The question that will likely arise in AT&T Mobility is whether Stolt-Nielsen’s “rules of fundamental importance” require enforcement of the waiver despite contrary state law governing contracts generally.  If the Court decides to follow the same path it was on this past term, then it might well find that the Stolt-Nielsen rules of “fundamental importance” trump the Discover Bank rule, or render irrelevant both the class waiver and the Discover Bank rule.  But if at least one member of the Stolt-Nielsen/Rent-A-Center majority decides to break ranks, then it could be that the Court adopts an analysis similar to that used in Fensterstock

The narrow nature of the Discover Bank rule, coupled with strong public policy considerations against allowing parties to effectively insulate themselves from liability for fraud, could cause such a break in the ranks.  If that turns out to be the case, perhaps the Court will say that the “rules of fundamental importance” are subject to state law defenses applicable to ordinary contracts, and that the Discover Bank  rule constitutes such a defense.  Or the Court might say that the “rules of fundamental importance” are different – or are to be applied differently – in cases involving adhesive contracts.   

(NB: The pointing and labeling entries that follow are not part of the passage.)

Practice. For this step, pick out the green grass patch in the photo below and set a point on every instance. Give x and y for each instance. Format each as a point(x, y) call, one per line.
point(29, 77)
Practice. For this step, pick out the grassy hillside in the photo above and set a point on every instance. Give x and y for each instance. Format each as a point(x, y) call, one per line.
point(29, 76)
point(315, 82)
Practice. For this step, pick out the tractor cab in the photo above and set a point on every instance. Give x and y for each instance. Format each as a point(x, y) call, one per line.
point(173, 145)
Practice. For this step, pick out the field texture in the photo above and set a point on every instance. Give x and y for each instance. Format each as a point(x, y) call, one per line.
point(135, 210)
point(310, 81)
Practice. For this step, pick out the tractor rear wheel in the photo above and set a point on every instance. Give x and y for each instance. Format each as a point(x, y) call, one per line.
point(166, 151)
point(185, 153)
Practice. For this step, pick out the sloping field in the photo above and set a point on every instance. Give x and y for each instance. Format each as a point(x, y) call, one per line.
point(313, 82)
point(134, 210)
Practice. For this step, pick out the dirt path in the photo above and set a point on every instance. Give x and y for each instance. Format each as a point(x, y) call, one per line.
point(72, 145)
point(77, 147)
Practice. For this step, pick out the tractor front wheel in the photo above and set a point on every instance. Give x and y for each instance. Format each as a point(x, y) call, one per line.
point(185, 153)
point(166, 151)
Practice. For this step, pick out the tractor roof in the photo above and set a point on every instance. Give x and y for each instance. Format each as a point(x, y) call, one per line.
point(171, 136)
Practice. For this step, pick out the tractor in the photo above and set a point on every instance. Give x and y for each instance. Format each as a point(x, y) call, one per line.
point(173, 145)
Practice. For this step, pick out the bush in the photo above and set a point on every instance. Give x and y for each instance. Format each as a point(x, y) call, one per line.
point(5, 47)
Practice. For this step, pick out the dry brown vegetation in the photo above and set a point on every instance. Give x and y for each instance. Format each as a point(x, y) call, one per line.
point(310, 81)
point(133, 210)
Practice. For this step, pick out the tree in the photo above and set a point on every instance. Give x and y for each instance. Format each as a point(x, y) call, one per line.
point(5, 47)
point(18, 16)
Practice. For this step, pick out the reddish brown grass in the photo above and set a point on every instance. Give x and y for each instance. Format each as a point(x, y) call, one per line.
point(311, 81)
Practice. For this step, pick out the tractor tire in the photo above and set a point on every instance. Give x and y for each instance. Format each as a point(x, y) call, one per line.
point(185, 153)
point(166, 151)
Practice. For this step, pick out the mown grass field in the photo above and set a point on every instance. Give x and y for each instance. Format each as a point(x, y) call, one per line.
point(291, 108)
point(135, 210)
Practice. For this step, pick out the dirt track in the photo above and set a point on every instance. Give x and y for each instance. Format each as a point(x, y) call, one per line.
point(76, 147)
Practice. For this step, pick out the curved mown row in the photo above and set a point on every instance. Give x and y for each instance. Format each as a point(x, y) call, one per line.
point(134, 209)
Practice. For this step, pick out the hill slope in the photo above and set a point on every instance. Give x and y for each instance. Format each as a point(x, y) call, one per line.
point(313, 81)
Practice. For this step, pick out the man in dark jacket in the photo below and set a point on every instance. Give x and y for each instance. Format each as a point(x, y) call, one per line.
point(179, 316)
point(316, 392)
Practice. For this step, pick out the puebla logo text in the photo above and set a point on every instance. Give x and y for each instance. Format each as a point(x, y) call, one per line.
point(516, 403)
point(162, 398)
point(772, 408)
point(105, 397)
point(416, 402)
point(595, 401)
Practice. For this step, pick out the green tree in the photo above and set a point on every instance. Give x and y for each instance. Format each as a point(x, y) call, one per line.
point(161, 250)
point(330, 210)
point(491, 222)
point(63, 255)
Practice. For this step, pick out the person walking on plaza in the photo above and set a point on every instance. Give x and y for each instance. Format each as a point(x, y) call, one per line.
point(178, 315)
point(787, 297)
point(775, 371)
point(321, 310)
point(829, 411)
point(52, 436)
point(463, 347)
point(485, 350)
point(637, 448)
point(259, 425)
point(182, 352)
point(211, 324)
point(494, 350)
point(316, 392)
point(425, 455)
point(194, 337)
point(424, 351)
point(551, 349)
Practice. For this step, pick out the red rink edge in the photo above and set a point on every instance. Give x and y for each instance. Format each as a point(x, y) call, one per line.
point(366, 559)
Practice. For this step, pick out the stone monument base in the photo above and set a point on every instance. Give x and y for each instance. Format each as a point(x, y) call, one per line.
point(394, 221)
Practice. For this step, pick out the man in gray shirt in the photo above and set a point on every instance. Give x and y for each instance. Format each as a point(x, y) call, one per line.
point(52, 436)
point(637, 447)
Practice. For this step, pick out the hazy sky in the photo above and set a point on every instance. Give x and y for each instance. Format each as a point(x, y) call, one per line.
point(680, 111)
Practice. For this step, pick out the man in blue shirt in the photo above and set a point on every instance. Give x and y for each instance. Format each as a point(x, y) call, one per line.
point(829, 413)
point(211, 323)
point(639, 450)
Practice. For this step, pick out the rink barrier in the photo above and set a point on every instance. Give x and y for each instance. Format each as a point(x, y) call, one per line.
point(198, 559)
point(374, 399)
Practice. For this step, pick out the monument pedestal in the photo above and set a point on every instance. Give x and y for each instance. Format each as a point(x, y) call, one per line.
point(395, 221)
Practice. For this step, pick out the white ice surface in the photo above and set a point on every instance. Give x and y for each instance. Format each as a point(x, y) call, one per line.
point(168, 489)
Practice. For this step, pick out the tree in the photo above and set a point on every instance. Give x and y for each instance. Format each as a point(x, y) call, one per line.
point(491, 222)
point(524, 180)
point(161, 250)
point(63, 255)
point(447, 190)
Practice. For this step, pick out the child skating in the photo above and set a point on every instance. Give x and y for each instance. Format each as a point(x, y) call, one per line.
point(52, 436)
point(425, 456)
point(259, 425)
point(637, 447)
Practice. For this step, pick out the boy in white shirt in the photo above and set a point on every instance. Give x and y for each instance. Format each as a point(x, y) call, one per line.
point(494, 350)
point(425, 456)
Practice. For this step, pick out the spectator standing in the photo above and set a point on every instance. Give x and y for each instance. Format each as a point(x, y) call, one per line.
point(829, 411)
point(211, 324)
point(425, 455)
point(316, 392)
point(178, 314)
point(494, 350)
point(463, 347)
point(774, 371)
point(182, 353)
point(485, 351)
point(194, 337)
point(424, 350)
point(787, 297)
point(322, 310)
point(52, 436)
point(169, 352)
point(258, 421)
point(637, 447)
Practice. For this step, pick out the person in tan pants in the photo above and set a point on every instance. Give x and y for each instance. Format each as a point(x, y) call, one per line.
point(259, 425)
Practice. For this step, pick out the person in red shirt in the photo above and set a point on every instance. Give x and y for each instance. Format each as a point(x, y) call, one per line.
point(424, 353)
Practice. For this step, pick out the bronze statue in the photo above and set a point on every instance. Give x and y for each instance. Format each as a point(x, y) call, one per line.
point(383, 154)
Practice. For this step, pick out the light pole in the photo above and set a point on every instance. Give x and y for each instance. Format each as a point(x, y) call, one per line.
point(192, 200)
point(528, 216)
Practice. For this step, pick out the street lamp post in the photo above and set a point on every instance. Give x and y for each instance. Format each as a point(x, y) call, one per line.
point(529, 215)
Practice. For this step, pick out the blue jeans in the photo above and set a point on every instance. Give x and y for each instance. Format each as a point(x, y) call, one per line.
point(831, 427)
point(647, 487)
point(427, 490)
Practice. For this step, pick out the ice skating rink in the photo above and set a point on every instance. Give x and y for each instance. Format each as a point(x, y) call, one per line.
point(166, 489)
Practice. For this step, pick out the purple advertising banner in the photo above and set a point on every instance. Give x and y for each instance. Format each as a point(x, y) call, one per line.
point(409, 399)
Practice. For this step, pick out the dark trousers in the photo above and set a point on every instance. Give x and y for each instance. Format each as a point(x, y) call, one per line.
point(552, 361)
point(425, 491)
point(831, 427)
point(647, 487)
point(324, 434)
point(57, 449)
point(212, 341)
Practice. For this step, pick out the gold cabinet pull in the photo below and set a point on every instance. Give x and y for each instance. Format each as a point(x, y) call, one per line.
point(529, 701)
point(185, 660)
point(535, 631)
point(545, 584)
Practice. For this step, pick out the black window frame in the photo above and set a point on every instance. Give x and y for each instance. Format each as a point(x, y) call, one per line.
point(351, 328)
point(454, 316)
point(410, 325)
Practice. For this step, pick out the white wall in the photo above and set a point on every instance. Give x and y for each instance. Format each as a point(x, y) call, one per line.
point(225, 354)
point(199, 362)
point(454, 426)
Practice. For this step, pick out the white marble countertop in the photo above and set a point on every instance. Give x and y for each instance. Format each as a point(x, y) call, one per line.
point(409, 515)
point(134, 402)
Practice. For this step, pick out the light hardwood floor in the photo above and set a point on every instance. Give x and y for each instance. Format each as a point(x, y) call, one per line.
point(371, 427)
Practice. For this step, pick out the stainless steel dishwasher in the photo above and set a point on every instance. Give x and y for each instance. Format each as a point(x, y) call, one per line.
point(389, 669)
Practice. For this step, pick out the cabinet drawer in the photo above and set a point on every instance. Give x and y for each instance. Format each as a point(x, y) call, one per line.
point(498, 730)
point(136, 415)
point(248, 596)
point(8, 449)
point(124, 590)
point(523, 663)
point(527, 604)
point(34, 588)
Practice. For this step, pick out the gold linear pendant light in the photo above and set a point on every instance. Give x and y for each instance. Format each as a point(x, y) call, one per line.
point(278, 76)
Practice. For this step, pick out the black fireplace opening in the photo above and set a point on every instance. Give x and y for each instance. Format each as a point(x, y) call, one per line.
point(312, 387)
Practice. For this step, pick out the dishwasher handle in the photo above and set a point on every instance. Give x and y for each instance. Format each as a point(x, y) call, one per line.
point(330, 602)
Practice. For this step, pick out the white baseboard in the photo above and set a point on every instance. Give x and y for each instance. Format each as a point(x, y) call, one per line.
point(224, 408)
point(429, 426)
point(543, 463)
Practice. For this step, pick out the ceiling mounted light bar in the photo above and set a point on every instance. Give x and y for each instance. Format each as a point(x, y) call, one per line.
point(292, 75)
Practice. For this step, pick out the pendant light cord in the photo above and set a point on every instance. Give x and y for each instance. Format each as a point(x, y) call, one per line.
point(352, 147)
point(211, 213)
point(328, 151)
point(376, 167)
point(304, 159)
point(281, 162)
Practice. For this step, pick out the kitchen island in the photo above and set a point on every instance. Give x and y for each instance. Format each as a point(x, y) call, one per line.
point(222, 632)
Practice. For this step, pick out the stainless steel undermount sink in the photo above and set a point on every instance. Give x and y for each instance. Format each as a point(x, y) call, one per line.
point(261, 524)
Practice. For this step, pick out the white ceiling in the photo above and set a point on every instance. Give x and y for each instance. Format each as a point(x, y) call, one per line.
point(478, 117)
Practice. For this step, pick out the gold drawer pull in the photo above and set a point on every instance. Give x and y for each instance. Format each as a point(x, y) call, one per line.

Whatever position a majority of the Court may take, the stakes are fairly high.  There has already been a good deal of political fallout resulting from the Court’s arbitration decisions this term, and the practical implications of that fall-out are not entirely clear in terms of whether the Arbitration Fairness Act of 2009 is likely to be passed.  But even if Rent-A-Center does not precipitate legislative action on the Arbitration Fairness Act, a reversal in AT&T Mobility could well be the proverbial straw that broke the camel’s back.  On the other hand, an affirmance in AT&T Mobility — coupled with an adjustment of the “rules of fundamental importance” in the adhesive contract context — might well shift public attention from anti-arbitration legislation on to something more — for lack of a better phrase — fundamentally important.